Robert S. Levine

Robert S. Levine

Fellow: Awarded 2012
Field of Study: American Literature

Competition: US & Canada

University of Maryland

From the late 1970s to the present, I have been passionate about doing interdisciplinary cultural and historical work on nineteenth-century American literature. There have been broad consistencies in my career, and re-energizing shifts and surprises, particularly the move that I made in the early 1990s into African American literary studies, while retaining my interests in Melville, Hawthorne, and other key nineteenth-century writers. My current book project on Frederick Douglass, “The Lives of Frederick Douglass,” which aspires to offer a cultural history of how Douglass’s life has been conceived over the past 170 years, draws on a longstanding fascination with Douglass. My first Douglass essay appeared in 1991; my first book with a focus on Douglass appeared in 1997; and my most recent essays and books with a Douglass focus were published between 2008 and 2010. As part of my interest in making more of Douglass’s writings available to 21st-century readers, I added new texts to the Douglass section in The Norton Anthology of American Literature, 1820–1865, which I edit, and I have recently joined the team working on the Douglass Papers and, with John Stauffer, will be coediting two volumes for Yale University Press’s Frederick Douglass Papers, including a classroom edition of Douglass’s novella, “The Heroic Slave.”

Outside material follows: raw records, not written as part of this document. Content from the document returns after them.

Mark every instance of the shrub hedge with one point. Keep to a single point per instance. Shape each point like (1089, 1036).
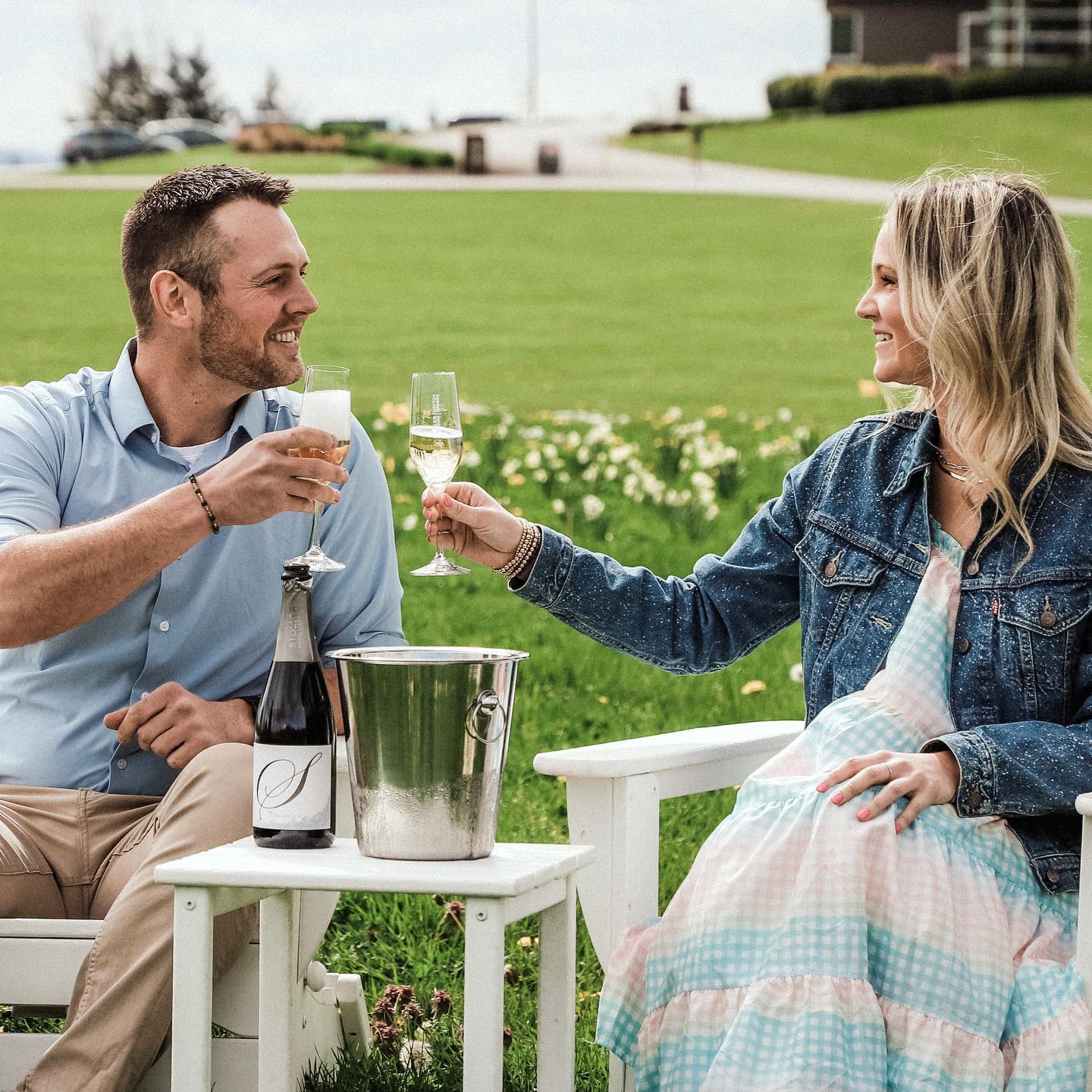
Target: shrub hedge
(841, 91)
(399, 154)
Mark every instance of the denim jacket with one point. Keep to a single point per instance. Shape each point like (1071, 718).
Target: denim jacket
(843, 550)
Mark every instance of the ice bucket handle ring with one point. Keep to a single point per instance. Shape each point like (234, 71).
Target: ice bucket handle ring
(488, 702)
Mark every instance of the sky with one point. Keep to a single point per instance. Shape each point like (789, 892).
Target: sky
(415, 59)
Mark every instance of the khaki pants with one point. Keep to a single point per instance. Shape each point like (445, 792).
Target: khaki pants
(74, 853)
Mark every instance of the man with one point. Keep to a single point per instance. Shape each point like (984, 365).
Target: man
(140, 603)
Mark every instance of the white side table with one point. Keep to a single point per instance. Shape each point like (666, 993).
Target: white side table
(516, 880)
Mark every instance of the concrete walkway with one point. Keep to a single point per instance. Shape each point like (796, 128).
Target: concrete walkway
(588, 162)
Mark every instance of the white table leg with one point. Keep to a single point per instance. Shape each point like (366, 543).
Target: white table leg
(191, 1025)
(484, 997)
(277, 993)
(557, 993)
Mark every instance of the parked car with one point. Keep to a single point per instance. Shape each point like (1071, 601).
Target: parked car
(107, 141)
(193, 132)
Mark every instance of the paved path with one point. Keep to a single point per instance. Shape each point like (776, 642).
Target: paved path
(588, 162)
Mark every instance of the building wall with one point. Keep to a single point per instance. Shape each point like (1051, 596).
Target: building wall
(908, 33)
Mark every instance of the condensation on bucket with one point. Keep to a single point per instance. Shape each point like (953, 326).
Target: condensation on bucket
(454, 821)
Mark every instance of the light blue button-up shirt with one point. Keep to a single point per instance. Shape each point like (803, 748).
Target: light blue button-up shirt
(86, 447)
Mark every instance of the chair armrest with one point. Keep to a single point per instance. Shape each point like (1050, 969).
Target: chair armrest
(614, 792)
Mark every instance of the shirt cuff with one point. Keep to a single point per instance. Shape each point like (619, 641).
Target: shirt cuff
(977, 789)
(551, 571)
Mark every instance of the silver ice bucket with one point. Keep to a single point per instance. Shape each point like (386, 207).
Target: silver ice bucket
(427, 733)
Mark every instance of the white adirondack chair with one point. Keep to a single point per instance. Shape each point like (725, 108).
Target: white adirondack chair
(39, 959)
(614, 792)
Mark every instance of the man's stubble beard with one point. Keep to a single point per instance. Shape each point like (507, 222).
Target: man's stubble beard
(226, 353)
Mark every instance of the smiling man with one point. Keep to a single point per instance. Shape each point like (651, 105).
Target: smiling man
(146, 513)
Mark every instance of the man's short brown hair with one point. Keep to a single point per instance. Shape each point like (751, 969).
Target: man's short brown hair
(169, 228)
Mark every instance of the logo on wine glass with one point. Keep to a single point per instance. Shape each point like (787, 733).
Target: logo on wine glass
(280, 782)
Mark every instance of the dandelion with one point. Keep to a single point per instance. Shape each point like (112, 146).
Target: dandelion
(386, 1037)
(415, 1055)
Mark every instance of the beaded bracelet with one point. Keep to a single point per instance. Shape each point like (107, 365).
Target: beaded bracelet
(531, 538)
(205, 505)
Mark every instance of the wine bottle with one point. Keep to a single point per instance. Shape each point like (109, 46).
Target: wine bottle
(294, 732)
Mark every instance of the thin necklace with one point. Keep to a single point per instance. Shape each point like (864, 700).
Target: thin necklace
(952, 469)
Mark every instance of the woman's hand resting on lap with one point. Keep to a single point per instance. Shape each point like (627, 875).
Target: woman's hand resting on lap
(469, 521)
(924, 779)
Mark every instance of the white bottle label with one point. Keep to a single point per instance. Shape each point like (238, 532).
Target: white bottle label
(292, 787)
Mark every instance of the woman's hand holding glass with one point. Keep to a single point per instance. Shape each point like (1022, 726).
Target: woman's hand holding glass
(466, 519)
(925, 780)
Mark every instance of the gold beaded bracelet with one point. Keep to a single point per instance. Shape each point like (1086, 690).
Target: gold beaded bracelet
(205, 505)
(531, 538)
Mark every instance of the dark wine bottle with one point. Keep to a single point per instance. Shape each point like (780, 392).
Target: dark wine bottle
(294, 733)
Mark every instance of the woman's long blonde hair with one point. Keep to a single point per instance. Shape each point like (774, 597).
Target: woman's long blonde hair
(988, 285)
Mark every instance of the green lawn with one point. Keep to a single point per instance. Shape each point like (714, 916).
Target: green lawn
(1050, 136)
(627, 304)
(283, 163)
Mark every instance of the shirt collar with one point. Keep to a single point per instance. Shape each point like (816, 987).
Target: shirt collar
(128, 409)
(130, 412)
(921, 450)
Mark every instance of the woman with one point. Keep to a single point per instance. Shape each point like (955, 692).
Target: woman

I am Professor of English and Distinguished-Scholar Teacher at the University of Maryland, College Park. My books include Conspiracy and Romance: Studies in Brockden Brown, Cooper, Hawthorne, and Melville (1989), Martin Delany, Frederick Douglass, and the Politics of Representative Identity (1997), and Dislocating Race and Nation: Episodes in Nineteenth-Century American Literary Nationalism (2008). I also very much enjoy editing essay collections and books, and have a particular interest in making lesser-known authors and texts available to wider audiences. Recent editions include Hemispheric American Studies (2008), coedited with Caroline Levander; Frederick Douglass and Herman Melville: Essays in Relation (2008), coedited with Samuel Otter; a Bedford Cultural Edition of William Wells Brown’s Clotel (2nd edition, 2011); and The Works of James M. Whitfield: “America” and Other Writings by a Nineteenth-Century African American Poet (2011), coedited with Ivy Wilson. I serve on the editorial boards of American Literary History; Leviathan: A Journal of Melville Studies; ESQ: A Journal of the American  Renaissance; Authorship; The Frederick Douglass Papers; and The Nathaniel Hawthorne Review; and I was recently named the new General Editor of the five-volume The Norton Anthology of American Literature.